Tuesday, July 15, 2014: 11:45 AM
Room: F201
Oral Presentation
Emilio BLANCO , Centro de Estudios Sociológicos, El Colegio de México, Ciudad de México, Mexico
Since 2012, Mexico is undergoing an unprecedented process of educational reform. The newly elected government has managed to reform the Constitution and pass several laws concerning the educational system. Basically, this reform intends to regulate the teaching career through high-stakes exams, which will be used to make decisions on hiring, promotion, and eventually firing.

The reform has gained support among public opinion, powerful economic groups and the media. The latter, in particular, tends to present teachers and teachers’ Union (SNTE, for National Union of Educational Workers) as corporatist, uneffective and even lazy: workers who enjoy undeserved privileges and do not hesitate in endangering childrens’ education to keep them. This view has spread among the population.

Nowadays, the reform faces considerable opposition and mistrust from many teachers. Some fractions of the SNTE have taken the conflict to the streets of Mexico City. They organize impressive meetings, block main avenues and routes, and elaborate radical discourses, thus enabling mass media to reproduce prejudices against teachers and ask for harsh repression. One of the results of this conflict is the deterioration of social trust between citizens and teachers.
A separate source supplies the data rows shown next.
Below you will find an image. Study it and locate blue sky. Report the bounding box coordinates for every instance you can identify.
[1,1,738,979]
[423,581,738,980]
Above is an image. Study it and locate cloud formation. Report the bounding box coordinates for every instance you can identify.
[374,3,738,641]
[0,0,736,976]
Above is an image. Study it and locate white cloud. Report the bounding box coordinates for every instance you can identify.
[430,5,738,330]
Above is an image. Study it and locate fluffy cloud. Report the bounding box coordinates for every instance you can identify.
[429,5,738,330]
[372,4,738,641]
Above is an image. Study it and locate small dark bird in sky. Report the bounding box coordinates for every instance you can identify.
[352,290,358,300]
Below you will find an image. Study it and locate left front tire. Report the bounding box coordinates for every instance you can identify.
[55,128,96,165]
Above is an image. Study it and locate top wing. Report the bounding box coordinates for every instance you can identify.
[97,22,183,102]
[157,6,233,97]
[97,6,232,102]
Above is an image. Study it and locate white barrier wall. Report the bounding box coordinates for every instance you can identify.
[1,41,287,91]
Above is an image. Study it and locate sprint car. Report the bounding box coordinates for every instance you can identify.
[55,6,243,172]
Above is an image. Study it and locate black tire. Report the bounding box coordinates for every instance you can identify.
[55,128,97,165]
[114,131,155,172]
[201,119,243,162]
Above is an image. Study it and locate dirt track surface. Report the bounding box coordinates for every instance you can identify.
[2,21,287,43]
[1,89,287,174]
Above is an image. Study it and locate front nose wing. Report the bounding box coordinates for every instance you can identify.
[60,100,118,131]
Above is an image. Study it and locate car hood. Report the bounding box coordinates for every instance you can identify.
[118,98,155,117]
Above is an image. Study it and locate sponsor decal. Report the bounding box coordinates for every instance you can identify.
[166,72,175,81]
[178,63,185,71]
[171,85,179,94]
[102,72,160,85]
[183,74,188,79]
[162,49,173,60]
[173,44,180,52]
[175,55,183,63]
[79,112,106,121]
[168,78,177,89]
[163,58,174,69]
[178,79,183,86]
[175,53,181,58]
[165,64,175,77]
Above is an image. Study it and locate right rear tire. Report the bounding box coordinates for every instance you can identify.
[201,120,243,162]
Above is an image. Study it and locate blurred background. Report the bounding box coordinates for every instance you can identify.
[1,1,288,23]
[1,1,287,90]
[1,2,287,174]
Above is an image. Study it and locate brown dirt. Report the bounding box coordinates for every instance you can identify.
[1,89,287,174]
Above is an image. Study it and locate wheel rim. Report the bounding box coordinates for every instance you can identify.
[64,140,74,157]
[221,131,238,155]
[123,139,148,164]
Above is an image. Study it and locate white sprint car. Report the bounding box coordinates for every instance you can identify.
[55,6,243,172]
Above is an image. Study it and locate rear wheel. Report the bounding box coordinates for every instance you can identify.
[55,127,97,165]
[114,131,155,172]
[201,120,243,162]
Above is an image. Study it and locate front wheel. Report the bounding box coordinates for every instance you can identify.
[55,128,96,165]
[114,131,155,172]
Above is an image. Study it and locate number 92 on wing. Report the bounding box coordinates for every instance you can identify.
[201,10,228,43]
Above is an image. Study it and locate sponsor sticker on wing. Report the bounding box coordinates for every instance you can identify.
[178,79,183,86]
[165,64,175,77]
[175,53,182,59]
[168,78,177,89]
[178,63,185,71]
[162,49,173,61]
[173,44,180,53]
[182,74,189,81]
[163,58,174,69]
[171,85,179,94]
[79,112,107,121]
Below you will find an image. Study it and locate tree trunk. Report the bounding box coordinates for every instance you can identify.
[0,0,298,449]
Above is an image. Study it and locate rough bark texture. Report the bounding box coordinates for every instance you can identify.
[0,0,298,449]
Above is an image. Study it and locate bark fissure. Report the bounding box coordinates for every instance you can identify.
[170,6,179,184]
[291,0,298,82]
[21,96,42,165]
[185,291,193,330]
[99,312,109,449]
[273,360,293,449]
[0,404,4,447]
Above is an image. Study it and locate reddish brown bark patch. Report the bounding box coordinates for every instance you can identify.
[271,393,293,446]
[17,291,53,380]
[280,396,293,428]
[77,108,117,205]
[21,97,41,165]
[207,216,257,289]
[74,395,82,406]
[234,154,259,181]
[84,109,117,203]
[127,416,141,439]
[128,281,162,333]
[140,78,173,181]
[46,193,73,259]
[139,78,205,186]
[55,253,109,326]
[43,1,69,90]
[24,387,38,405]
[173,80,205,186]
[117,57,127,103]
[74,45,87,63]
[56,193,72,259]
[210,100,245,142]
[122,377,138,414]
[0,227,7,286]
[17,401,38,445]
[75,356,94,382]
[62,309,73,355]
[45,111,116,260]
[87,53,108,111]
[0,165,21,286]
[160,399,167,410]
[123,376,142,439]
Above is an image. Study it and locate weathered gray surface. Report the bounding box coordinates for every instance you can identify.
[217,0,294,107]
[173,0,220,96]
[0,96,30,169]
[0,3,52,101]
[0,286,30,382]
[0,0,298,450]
In this paper, I intend to analyze and identify the main views around this conflict in the mass media, and the different images of teachers that are so constructed. I would also describe the ways teachers react against dominant discourses and build a narrative of their own. Finally, I will explore if this confrontation reaches the local level and affects the relationship between families and teachers in specific schools.

For this, I will perform analysis of the main written media in Mexico City, as well as interviews with intentionally selected teachers from the primary and secondary levels.